Para o representante do Sindicato dos Trabalhadores Rurais de Jaboticabal, Lineu Nobukuni, a situação melhorou após a edição, em março de 2005, de uma norma que define a infra-estrutura a ser oferecida ao empregado rural. "Hoje já tem água fresca e potável, a comida é melhor. Mas tudo isso acaba saindo do bolso do trabalhador porque ele ganha menos."

Os si
ndicalistas consideram, no entanto, que mesmo com as melhorias o colhedor de laranja é mais pobre e tem menos qualidade de vida que o cortador de cana-de-açúcar porque a negociação dos salários é feita diretamente com as usinas sucroalcooleiras e a terceirização de mão-de-obra está quase eliminada. Em termos salariais, a situação também é outra: com mesmo número de horas de trabalho, o cortador de cana consegue ganhar em média entre R$ 800,00 e R$ 1.200,00.

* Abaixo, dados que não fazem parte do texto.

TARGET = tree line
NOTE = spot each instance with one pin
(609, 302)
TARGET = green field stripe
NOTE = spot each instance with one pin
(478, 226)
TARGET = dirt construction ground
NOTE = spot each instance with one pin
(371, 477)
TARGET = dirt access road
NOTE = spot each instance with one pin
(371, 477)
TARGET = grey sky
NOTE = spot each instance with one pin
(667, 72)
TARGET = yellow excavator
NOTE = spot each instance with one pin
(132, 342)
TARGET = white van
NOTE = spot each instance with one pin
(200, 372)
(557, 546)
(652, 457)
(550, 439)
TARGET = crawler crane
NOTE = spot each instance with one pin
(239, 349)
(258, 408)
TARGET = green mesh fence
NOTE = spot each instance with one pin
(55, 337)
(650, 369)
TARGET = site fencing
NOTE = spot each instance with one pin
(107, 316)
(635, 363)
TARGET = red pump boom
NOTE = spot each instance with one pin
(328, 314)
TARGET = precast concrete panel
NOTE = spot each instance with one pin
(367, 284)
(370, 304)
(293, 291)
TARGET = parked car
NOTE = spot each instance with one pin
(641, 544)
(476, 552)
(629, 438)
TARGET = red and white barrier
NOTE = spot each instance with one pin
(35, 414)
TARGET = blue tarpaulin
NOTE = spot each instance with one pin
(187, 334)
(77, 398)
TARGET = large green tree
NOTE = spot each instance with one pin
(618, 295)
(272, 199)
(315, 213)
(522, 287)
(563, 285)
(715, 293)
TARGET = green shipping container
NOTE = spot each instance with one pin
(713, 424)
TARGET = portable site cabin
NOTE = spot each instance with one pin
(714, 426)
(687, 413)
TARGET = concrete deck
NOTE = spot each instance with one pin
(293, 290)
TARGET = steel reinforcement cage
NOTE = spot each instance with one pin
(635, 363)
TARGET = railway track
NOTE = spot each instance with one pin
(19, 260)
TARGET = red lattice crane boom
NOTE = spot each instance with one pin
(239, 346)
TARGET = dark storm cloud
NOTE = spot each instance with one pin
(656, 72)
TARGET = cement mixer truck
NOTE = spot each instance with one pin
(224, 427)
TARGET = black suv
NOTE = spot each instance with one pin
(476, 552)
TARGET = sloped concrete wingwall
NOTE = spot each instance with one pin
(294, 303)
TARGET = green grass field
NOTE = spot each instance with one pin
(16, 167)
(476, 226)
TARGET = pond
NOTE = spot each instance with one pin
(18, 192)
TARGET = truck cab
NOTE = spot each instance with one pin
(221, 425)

Nobukini admite que o trabalho na laranja não é tão penoso quanto o corte da cana, mas também provoca seqüelas graves, como problemas ortopédicos. "Você carrega uma mochila no pescoço de 15 a 20 quilos e fica subindo e descendo a escada. Mas, se dá problema de coluna, por exemplo, aí fica impossibilitado de trabalhar."

Abaixo do preço
Os baixos salários dos trabalhadores rurais não se traduzem, contudo, em suco de laranja mais barato. Depois de venderem o produto final para as suas representantes nos outros países, as empresas redefinem o preço no exterior. Segundo o procurador Wagner Garcia, elas exportam o suco abaixo do valor de mercado porque, vendendo mais barato, pagam menos imposto de exportação do que deveriam. "A Cutrale brasileira vende a apenas US$ 800 a tonelada de suco para a Cutrale norte-americana", afirma. Enquanto isso, o preço médio do mercado é de US$ 2.600 para a mesma quantidade de suco.

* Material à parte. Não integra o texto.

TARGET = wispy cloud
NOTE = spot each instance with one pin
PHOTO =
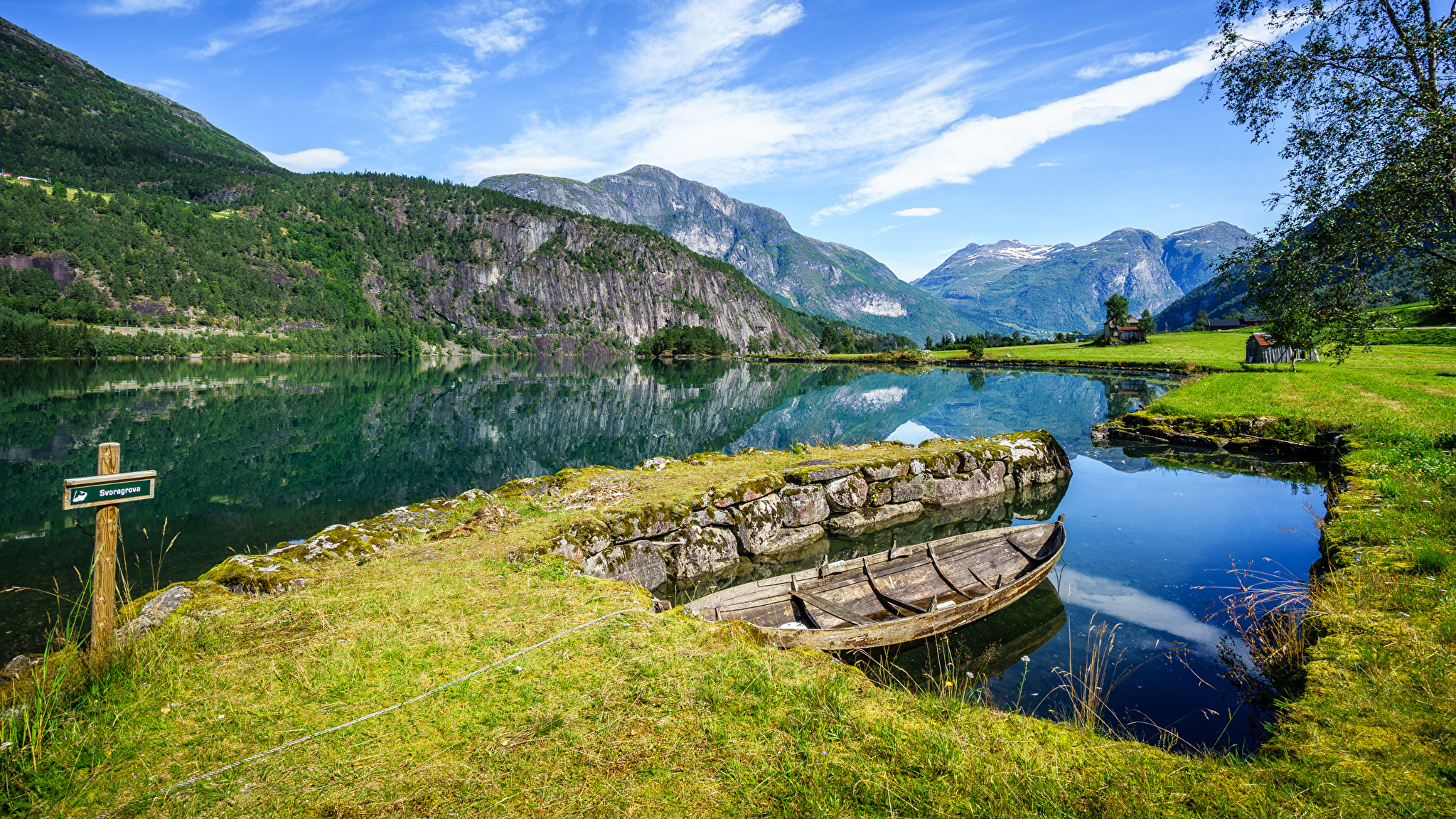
(1120, 601)
(702, 36)
(269, 16)
(982, 143)
(311, 159)
(168, 86)
(418, 112)
(507, 31)
(1126, 62)
(137, 6)
(729, 133)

Wagner Garcia ressalta que, com esse comportamento, toda a riqueza com a venda do suco é transferida para o exterior. "Isso já é o suficiente para que o governo brasileiro tenha interesse em investigar e eliminar o cartel da laranja", argumenta."Principalmente porque ele causa o empobrecimento de produtores e trabalhadores rurais."

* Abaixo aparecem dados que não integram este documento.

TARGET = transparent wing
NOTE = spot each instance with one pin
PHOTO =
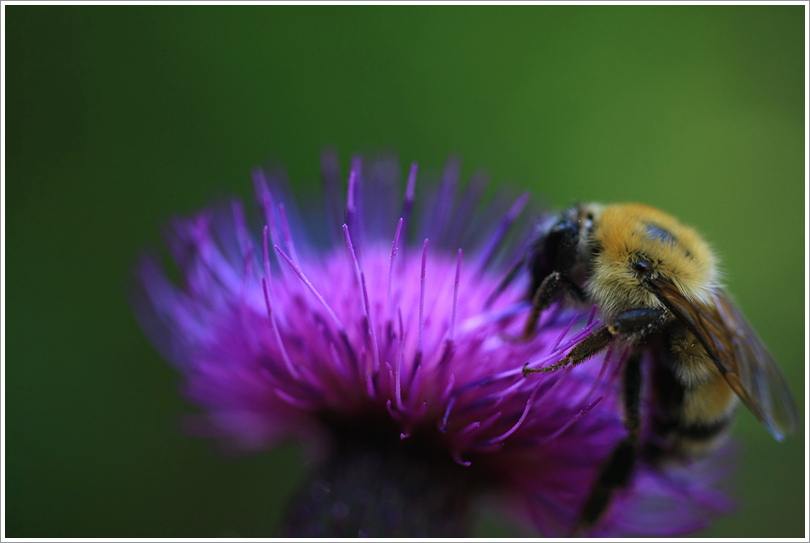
(739, 354)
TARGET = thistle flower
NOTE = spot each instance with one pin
(379, 349)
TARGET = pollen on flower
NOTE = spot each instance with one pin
(381, 347)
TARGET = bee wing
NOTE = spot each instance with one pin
(739, 354)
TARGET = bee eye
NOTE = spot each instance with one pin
(642, 267)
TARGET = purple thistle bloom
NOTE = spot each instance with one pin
(381, 352)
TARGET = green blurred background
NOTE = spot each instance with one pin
(119, 117)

Desde 1999, existe um processo no Conselho Administrativo de Defesa Econômica (Cade), do governo federal, que investiga denúncias de formação de cartel pela indústria da laranja. O Conselho têm documentos das quatro grandes empresas que supostamente comprovariam a formação de cartel.

As indústrias propuseram um acordo ao Cade, que determina, entre outras medidas, o fim das investigações, com a devolução dos documentos apreendidos. Em troca, elas mudariam sua postura. O Cade ainda não tem uma posição sobre o fechamento ou não do acordo, que está sendo analisado pelo Ministério Público Federal.

"Se o Cade fizer o acordo, vai ter prejuízo para os trabalhadores: a indústria continua com o cartel, continua massacrando os produtores que continuam massacrando os trabalhadores. Alivia a situação da indústria e ela mantém a exploração como está", alerta o sindicalista Cunha, de Itápolis.

Na opinião do presidente da associação exportadora, entretanto, não existe cartel, mas "homogeneidade" no setor porque as empresas têm tecnologia semelhante, utilizam a mesma infra-estrutura e vendem para os mesmos clientes e, tem portanto, preço parecido. "É muito difícil as indústrias terem preços diferentes. É essa homogeneidade que permite a abertura de dizer que ‘é cartel porque é tudo igual', sugerindo que o preço é combinado", defende Ademerval Garcia.

O Ministério da Agricultura, em conjunto com a Secretaria de Direito Econômico, estuda mediar os conflitos entre as empresas e os produtores. O ministério não se pronunciou até o fechamento desta reportagem.